The medical scheme industry has the ability to cover between two to four million additional lives, while at the same time furthering government’s objective to move to a system of universal health coverage – as entailed in its National Health Insurance (NHI) plans.
“However, the current regulatory environment allows very little scope for further growth or innovation. It impedes the expansion of coverage to the 83% of the population that is not insured and adds to the burden on state healthcare facilities,” said Christoff Raath, joint CEO of Insight Actuaries and Consultants.
Speaking at the 15th annual Board of Healthcare Funders (BHF) Southern African Conference in Durban, Raath urged regulators to reconsider regulatory requirements. This included the 25% solvency rate schemes must adhere to, the current Prescribed Minimum Benefits (PMBs) and the self-sustaining option requirement that makes it illegal for schemes to effect risk and income cross subsidies across options.
He also added that in addition to this, the implementation of risk equalisation income cross-subsidies and some form of mandatory cover should be revisited, as without them the requirements for open enrolment, community rating and full payment for PMBs are threatening the sustainability of the medical scheme industry.
“This will allow the medical scheme industry to facilitate some form of universal coverage towards the goal of attaining NHI,” Raath explained.
Relieving the regulatory burden
“Government’s decision to suspend its initial healthcare reforms halfway through its planned trajectory towards universal coverage with the introduction of its NHI plans has resulted in an incomplete, semi-designed system in which health cover is becoming increasingly unaffordable,” explained Raath. “There is no incentive for growth as the risks for growth in the current not-for-profit environment outweigh the potential benefits of growth.

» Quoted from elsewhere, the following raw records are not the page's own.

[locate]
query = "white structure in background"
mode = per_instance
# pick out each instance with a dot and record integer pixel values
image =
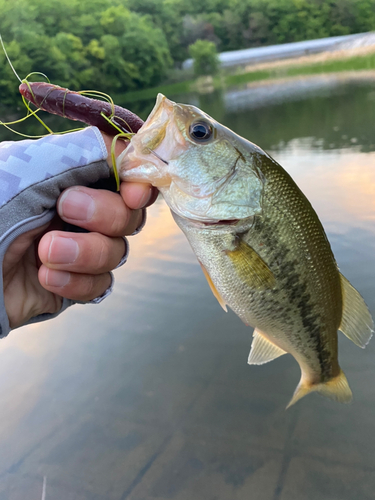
(295, 49)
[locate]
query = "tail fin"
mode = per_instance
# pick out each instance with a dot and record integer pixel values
(337, 389)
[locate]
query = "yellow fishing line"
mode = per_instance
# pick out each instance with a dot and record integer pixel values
(113, 156)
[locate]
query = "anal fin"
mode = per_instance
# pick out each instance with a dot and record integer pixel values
(217, 295)
(356, 321)
(262, 350)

Referring to the 25% solvency requirement, Raath pointed out that it impacts directly on affordability and membership growth – as new or growing medical schemes can only achieve these reserves through raising the costs of their premiums. “Last year, medical schemes estimated that between 1.5% and 2.5% of their total contribution increases could be attributed to meeting the solvency requirement. It is estimated that between the country’s two biggest schemes, Discovery Health Medical Scheme and GEMS, around R24bn is needed to meet the solvency requirement.”
“If we take into consideration that even the Council for Medical Scheme agrees that there is no scientific basis for the 25%, it becomes very distressing,” said Raath.
The cost of PMBs
The average cost of PMB conditions per member per month is estimated at between R550 and R1000, impacting on the affordability of healthcare cost.
The Low Income Medical Scheme (LIMS) study conducted in 2006 has shown that people in low income groups want and can afford to pay between R150 and R200 (R280 and R300 today) for a primary care practice including GP visits, optometry, medication and dental, and that they prefer a primary care package to tertiary cover.
“In an attempt to move in the direction of universal cover, we will have to reconsider the PMBs as they are not affordable, prone to abuse from providers and don’t fit in with the needs of the lower income groups,” Raath said, urging the industry to look beyond the ‘idealistic big reform mindset’ to implementing incremental improvements that will allow it to move in the direction of government’s objective of universal coverage.